The next item to review is promotional material we are developing to welcome new members to our Science Network. In addition to its internal staff scientists, analysts and engineers, UCS has, for over 20 years, engaged scientists and technical experts in academia, industry and government to develop policy solutions to our issues areas: nuclear security, transportation, climate, energy, food and agriculture. This network now consists of more than 18,000 members. In the last two years, under the umbrella of the Center, we had devoted additional dedicated resources to the Science Network to expand and diversify its membership and train and engage our members more comprehensively. As an example, my colleagues are organizing a webinar later this afternoon for our members entitled, ‘Science and Policy: Using your expertise to influence the policy making process,’ and one of speakers is a physicist, a former intern with the Center, who now works for a US Senator and therefore has some real-life experience to share with our attendees.
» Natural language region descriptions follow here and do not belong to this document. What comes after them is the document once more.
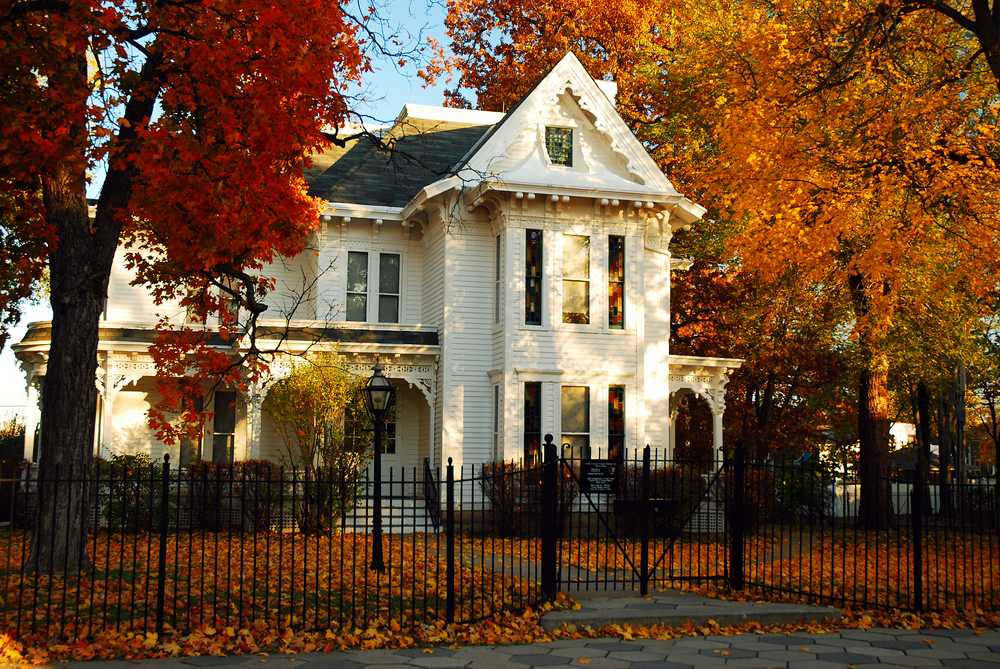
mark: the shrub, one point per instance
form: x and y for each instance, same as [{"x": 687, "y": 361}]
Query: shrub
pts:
[
  {"x": 127, "y": 491},
  {"x": 802, "y": 493},
  {"x": 684, "y": 485},
  {"x": 503, "y": 484},
  {"x": 258, "y": 485},
  {"x": 205, "y": 487}
]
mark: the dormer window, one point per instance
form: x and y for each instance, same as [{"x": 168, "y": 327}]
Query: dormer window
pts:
[{"x": 559, "y": 145}]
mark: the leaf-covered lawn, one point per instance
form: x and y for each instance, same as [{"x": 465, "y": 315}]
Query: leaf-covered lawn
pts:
[{"x": 234, "y": 580}]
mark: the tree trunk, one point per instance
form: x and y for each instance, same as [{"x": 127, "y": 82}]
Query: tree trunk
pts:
[
  {"x": 944, "y": 456},
  {"x": 960, "y": 446},
  {"x": 924, "y": 450},
  {"x": 79, "y": 269},
  {"x": 875, "y": 509}
]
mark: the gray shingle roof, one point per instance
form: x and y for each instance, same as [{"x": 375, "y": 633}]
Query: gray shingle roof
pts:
[{"x": 423, "y": 151}]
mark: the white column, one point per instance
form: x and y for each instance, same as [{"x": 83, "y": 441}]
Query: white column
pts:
[
  {"x": 255, "y": 426},
  {"x": 717, "y": 412},
  {"x": 31, "y": 419}
]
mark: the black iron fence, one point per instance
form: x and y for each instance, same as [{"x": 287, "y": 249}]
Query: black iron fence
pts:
[
  {"x": 254, "y": 543},
  {"x": 234, "y": 546}
]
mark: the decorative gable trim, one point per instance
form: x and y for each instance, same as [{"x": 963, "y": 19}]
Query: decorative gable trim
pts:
[{"x": 523, "y": 123}]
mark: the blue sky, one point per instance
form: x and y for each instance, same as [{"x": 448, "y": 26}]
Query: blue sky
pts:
[{"x": 386, "y": 91}]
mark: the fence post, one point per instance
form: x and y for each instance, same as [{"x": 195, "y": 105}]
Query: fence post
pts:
[
  {"x": 161, "y": 571},
  {"x": 450, "y": 530},
  {"x": 550, "y": 521},
  {"x": 737, "y": 518},
  {"x": 916, "y": 513},
  {"x": 644, "y": 528}
]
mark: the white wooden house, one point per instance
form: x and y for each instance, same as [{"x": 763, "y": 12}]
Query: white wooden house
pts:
[{"x": 512, "y": 272}]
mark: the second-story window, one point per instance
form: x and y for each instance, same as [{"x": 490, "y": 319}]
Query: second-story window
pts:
[
  {"x": 576, "y": 279},
  {"x": 533, "y": 278},
  {"x": 616, "y": 283},
  {"x": 616, "y": 422},
  {"x": 360, "y": 278},
  {"x": 388, "y": 288},
  {"x": 576, "y": 422},
  {"x": 559, "y": 145},
  {"x": 357, "y": 286}
]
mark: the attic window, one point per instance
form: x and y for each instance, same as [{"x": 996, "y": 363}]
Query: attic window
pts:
[{"x": 559, "y": 145}]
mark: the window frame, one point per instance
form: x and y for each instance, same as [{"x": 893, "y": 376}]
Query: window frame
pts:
[
  {"x": 373, "y": 288},
  {"x": 616, "y": 435},
  {"x": 588, "y": 315},
  {"x": 399, "y": 286},
  {"x": 584, "y": 437},
  {"x": 572, "y": 145},
  {"x": 536, "y": 289},
  {"x": 532, "y": 436},
  {"x": 619, "y": 282}
]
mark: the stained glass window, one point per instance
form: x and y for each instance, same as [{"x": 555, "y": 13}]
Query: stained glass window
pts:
[
  {"x": 532, "y": 423},
  {"x": 616, "y": 283},
  {"x": 616, "y": 422},
  {"x": 388, "y": 288},
  {"x": 559, "y": 145},
  {"x": 357, "y": 286},
  {"x": 575, "y": 422},
  {"x": 576, "y": 279},
  {"x": 533, "y": 278}
]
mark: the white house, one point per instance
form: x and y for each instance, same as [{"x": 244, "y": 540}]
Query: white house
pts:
[{"x": 511, "y": 271}]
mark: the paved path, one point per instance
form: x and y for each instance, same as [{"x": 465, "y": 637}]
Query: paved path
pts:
[
  {"x": 600, "y": 608},
  {"x": 861, "y": 649}
]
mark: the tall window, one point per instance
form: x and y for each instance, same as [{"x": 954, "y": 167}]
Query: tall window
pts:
[
  {"x": 497, "y": 273},
  {"x": 388, "y": 288},
  {"x": 616, "y": 422},
  {"x": 559, "y": 145},
  {"x": 532, "y": 423},
  {"x": 576, "y": 279},
  {"x": 616, "y": 283},
  {"x": 533, "y": 278},
  {"x": 224, "y": 426},
  {"x": 357, "y": 286},
  {"x": 576, "y": 422}
]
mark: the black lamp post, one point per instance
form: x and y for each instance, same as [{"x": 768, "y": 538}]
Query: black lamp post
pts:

In particular we’ve found that early career scientists are much more willing and excited about building their skills and applying them to outside their labs and field sites. I routinely get asked to speak at career panels informing graduate students and post-graduate fellows about pathways to non-academic careers; the UW-Madison life sciences day I wrote about in my introductory blog is one such example. I also represent UCS in a coalition of scientific societies and universities thinking about systematically improving engagement of scientists and engineering in policy.
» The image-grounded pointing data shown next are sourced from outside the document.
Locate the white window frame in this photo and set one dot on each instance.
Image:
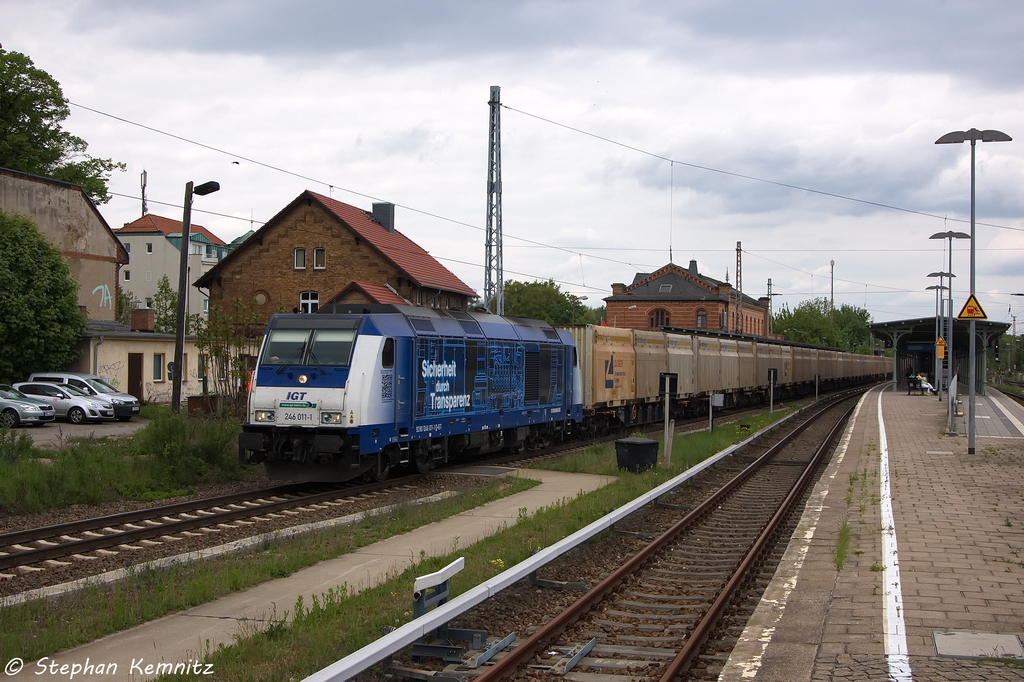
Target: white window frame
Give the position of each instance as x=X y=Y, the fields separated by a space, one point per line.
x=308 y=301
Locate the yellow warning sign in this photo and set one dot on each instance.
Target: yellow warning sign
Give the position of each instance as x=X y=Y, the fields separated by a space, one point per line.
x=972 y=310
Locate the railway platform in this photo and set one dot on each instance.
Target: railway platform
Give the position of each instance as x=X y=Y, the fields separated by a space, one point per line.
x=932 y=580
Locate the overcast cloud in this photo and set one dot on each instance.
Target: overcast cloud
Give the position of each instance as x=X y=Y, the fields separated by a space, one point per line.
x=387 y=101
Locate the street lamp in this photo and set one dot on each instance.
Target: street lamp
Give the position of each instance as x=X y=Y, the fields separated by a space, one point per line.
x=179 y=331
x=938 y=334
x=954 y=138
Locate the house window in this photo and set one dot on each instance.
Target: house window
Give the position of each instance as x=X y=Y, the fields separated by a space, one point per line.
x=308 y=301
x=659 y=317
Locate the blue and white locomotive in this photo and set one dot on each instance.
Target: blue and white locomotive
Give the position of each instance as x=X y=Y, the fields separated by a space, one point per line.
x=361 y=389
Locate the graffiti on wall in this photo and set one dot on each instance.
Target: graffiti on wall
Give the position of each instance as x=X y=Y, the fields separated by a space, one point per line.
x=105 y=300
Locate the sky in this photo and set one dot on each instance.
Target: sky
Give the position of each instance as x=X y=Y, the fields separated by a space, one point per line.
x=633 y=134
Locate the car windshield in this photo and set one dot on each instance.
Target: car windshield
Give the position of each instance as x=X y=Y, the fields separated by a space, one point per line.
x=11 y=393
x=100 y=386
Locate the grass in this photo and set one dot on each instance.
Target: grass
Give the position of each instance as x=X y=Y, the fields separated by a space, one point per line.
x=842 y=545
x=43 y=627
x=341 y=623
x=166 y=459
x=338 y=622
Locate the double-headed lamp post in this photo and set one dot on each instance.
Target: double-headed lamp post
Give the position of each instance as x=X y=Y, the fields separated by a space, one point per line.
x=938 y=333
x=954 y=138
x=179 y=330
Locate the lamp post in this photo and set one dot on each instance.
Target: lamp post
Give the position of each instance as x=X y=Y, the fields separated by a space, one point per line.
x=938 y=334
x=956 y=137
x=179 y=330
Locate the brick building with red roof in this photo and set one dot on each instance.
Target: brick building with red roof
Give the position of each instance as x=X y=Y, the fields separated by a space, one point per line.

As part of the expansion of our Science Network, we are developing a welcome packet for new members who my colleagues in outreach mostly recruit at scientific conference. I reviewed the packet for overall content and utility before it goes to our Executive Director for a final approval.
The final document I reviewed today is an analytical and informational product we are developing on food policy. For the past three months we’ve had a superb research associate work on this project. The idea for the toolkit is a follow on from a public forum we held in Minnesota this May on food system reform. We have an urgent problem at our hands: our current agriculture policies incentivize the production of processed junk foods at the cost of healthier options. These wrongheaded policies have driven a chronic disease epidemic fueled by poor diets, and even worse, socioeconomic and minority populations are more vulnerable to misinformation campaigns by food companies while simultaneously suffering from a lack of equal and affordable access to healthy foods. The food policy toolkit is our attempt to explain the national, regional, and local policy landscape, and their influence on food access, to people who would like to participate in improving healthy food availability in their communities.
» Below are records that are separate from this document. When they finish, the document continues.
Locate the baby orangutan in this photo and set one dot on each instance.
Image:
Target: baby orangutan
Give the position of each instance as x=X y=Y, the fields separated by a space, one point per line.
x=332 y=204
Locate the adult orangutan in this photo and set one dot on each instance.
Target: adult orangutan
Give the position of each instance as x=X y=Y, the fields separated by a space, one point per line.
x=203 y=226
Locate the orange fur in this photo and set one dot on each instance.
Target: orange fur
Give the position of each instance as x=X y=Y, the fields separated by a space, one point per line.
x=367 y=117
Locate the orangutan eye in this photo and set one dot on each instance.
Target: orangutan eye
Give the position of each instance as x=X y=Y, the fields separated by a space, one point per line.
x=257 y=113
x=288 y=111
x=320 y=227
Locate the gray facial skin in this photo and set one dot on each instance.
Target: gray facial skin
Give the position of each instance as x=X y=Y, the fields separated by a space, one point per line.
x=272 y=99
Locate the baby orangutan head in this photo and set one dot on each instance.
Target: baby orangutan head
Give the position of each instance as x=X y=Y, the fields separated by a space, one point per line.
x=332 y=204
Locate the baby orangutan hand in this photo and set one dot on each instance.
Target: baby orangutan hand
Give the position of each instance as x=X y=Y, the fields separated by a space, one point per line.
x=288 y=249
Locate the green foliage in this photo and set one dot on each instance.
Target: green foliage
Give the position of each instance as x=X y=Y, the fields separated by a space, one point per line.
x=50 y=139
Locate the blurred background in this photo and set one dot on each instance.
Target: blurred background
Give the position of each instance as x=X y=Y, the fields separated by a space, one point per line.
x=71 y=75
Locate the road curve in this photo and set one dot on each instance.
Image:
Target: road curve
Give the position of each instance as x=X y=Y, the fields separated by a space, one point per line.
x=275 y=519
- One of the three working groups at the food forum.
- Giving last-minute guidance to forum participants.
- Food Forum in action.
- Public reception at the food forum.
The food policy toolkit is in the home stretch. In the past few weeks, we have written, re-written, reviewed, re-reviewed, and gone back and forth with the reviewers, editors, and the designer on several iterations of it. Today, we reviewed and finalized the layout for it and now it’s off to the printers! We’ll be officially releasing the toolkit on Food Day, October 24, and have ambitious plans of putting it in the hands of individuals who need it and connecting them with local scientists and public health professionals. I’m confident in the potentially high impact of the resultant product.
The other things I did today: discussed potential speakers for a series we run for the scientists and analysts at UCS; attended a training on our research search tools, including LexisNexis; and happily discovered a copy of the quarterly journal published by the French National Center for Scientific Research in my mailbox. A couple of months ago, a colleague and I met with two French researchers and the science attaché at the French embassy where they invited us to author an article on the state of scientific integrity in the US Government. The journal issue I found in my mailbox included our article. My first French publication!
Long and productive day…now off to Yoga on the esplanade.